77. The method of claim 76, wherein the ApoB29 gene is galactose-inducible.

78. The method of claim 77, wherein expression of the ApoB29 gene is controlled by a GAL 1,10 promoter.

79. The method of claim 69, wherein the ApoB29 gene is carried on a nucleic acid containing a selectable marker.

80. The method of claim 79, wherein the selectable marker is a URA3 gene.
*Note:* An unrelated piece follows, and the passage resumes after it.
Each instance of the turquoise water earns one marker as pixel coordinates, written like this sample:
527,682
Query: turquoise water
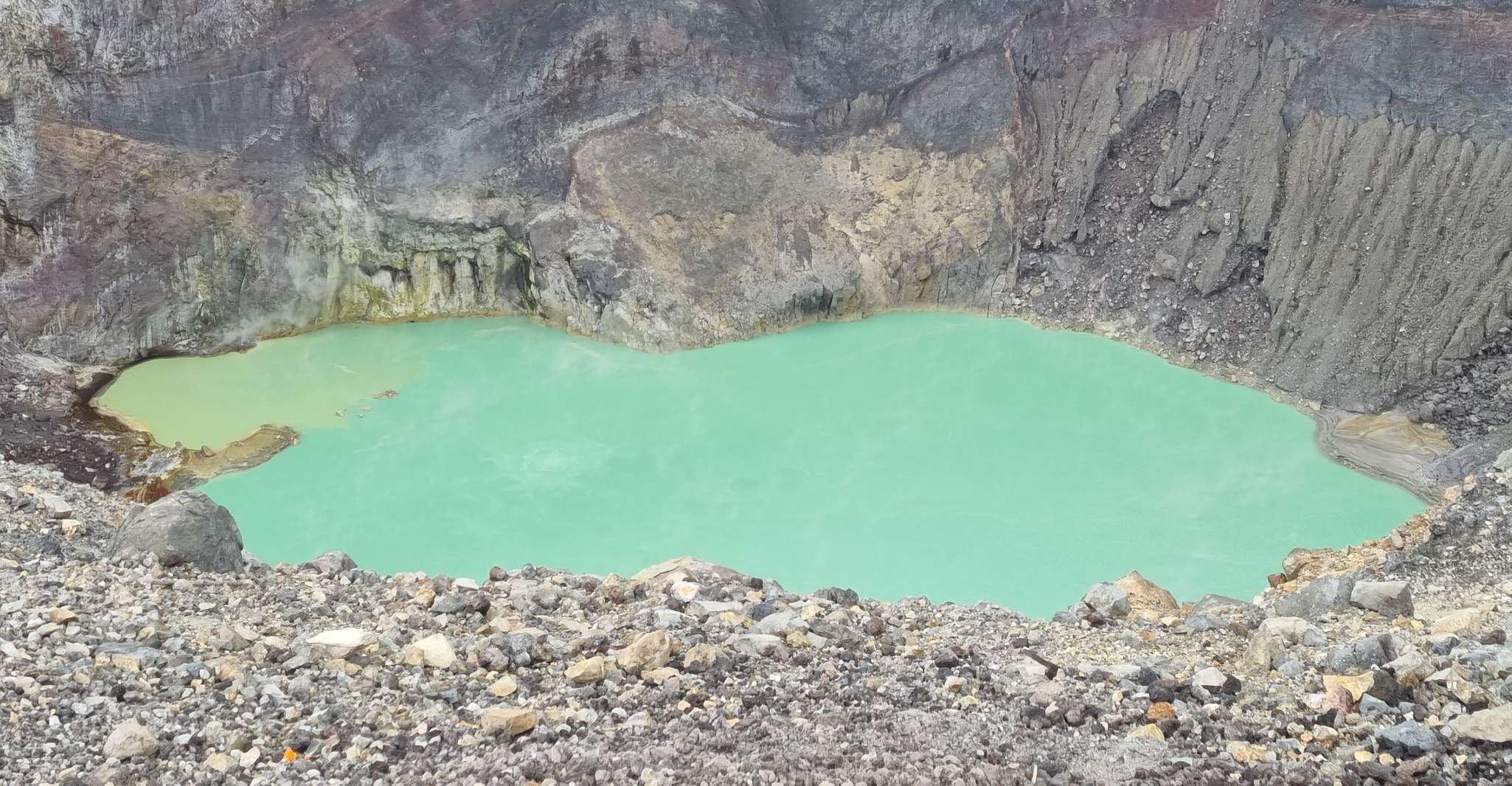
934,454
81. A method of identifying compounds that affect ApoB degradation, comprising contacting one or more cell populations in one or more discrete physical locations, in which the cells of the cell populations comprise an Hsp110 gene comprising an Hsp110 sequence, with one or more compounds and determining if the compound or compounds affect steady-state levels of the Hsp110 protein.

82. The method of claim 81, wherein the Hsp110 gene encodes and Sselp protein.

83. The method of claim 81, wherein the Hsp110 gene encodes a human Hsp110 protein.

84. The method of claim 81, the cell further comprising and ApoB29 gene.

85. A method of identifying a compound that interferes with Hsp110 ATPase function comprising using in silico modeling to identify a compound that interferes with Hsp110 ATPase function or binding to one of ApoB100, ApoB48, ApoB29 or a polypeptide or fluorescently-labeled polypeptide comprising the amino acid sequence LICGFRVVLMYRF (SEQ ID NO: 1).